Other, less plausible conspiracy theories involving the CIA were that the agency faked the moon landings, and was behind the Watergate break-in.

Africa features, but not prominently, in this tome. There is a discussion of CIA activities in the Congo and of the agency’s influence in Angola.

“Also involved in the Angola conflict was another recipient of covert American backing, South Africa. Although CIA analysts voiced doubts about supporting the apartheid regime, and new US president Jimmy Carter tried to use the agency to force change on South Africa, the CIA tended to work with the white supremacist government in Pretoria and against the anti-apartheid movement. The tip-off that led to the 1962 arrest and 27-year imprisonment of Nelson Mandela came from an undercover CIA officer who suspected the African National Congress leader of being a Soviet agent,” notes Wilford.

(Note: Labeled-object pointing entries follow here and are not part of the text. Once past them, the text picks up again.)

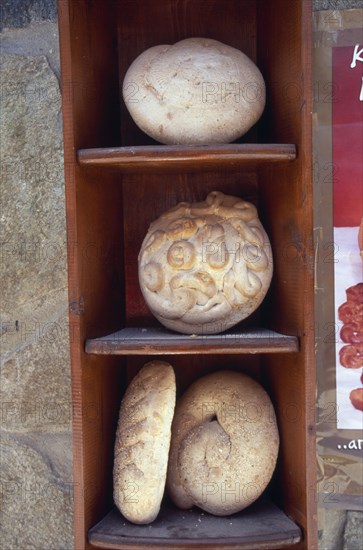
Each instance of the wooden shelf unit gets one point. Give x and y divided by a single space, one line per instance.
117 182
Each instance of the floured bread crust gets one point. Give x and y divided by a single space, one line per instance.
224 446
196 91
143 441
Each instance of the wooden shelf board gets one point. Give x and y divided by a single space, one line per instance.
164 157
261 526
156 341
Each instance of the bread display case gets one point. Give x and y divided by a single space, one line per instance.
118 181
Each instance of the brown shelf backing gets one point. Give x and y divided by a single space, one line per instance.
156 341
164 157
259 527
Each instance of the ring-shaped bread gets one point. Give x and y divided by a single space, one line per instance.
224 444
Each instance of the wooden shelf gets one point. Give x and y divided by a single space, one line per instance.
166 157
158 341
261 526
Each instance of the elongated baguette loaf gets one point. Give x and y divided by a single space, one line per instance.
143 441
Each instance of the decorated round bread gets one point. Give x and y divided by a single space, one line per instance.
224 444
203 267
196 91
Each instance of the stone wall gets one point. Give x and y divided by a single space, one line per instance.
36 457
36 449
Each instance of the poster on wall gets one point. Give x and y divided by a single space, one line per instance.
338 183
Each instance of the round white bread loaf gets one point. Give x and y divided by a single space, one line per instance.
196 91
224 444
203 267
143 441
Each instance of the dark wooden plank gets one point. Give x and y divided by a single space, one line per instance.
166 157
259 527
156 341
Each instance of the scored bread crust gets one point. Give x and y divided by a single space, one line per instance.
143 441
224 444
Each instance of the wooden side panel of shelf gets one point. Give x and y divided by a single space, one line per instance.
94 231
288 117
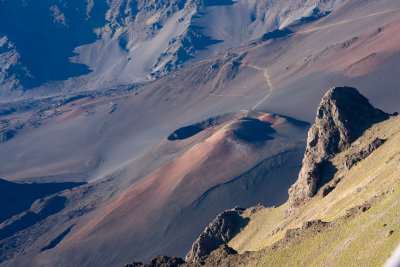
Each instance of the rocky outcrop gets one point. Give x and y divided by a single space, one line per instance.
159 261
219 232
342 116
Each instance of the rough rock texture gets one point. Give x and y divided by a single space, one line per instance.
342 116
219 232
159 261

He discusses the “boomerang effect” through which the impact of the CIA’s activities overseas bounced back to the US itself, for instance, with the backlash of a student protests against the agency.

On the domestic front, the CIA and the other US intelligence agencies spectacularly failed to predict and prevent the 9/11 attacks on the Twin Towers in New York in 2001.

Its flawed intelligence suggesting that Iraqi leader Saddam Hussein possessed weapons of mass destruction, triggering a war, was another massive bungle.

The global war on terror, a response to the 9/11 attacks, once again placed the CIA “at the cutting edge of American power in the world”.

“Using operational authorities of the sort it had been denied since the intelligence reforms of the 1970s, such as licence to use ‘lethal force’, CIA operatives, in just a little over two months, pursued Al-Qaeda to its hiding place in Afghanistan and helped overthrow the Taliban government that had given it sanctuary.

“Roughly a decade later, the agency also succeeded in hunting down Al-Qaeda’s leader, the Saudi Osama bin Laden, in a hideout in Pakistan, where he had fled from Afghanistan.”

One has to assume that with the conflict in Gaza, the war in Ukraine and — watch this space — the potential Chinese annexation of Taiwan, the world will continue to be infested with trouble spots. If so, the US will continue to need its shadowy operatives — its spies and saboteurs. There may be no actual US empire in the historic sense, but the self-styled leader of the free world will continue to exert its influence.

As Wilford concludes: “As long as America continues to behave like an empire while denying it is one, it will carry on reaching for covert action as an instrument of its foreign relations, with the same baleful foreign and domestic consequences as during the Cold War and the war on terror.

“Put another way, the imperial history of the CIA is likely not over yet.”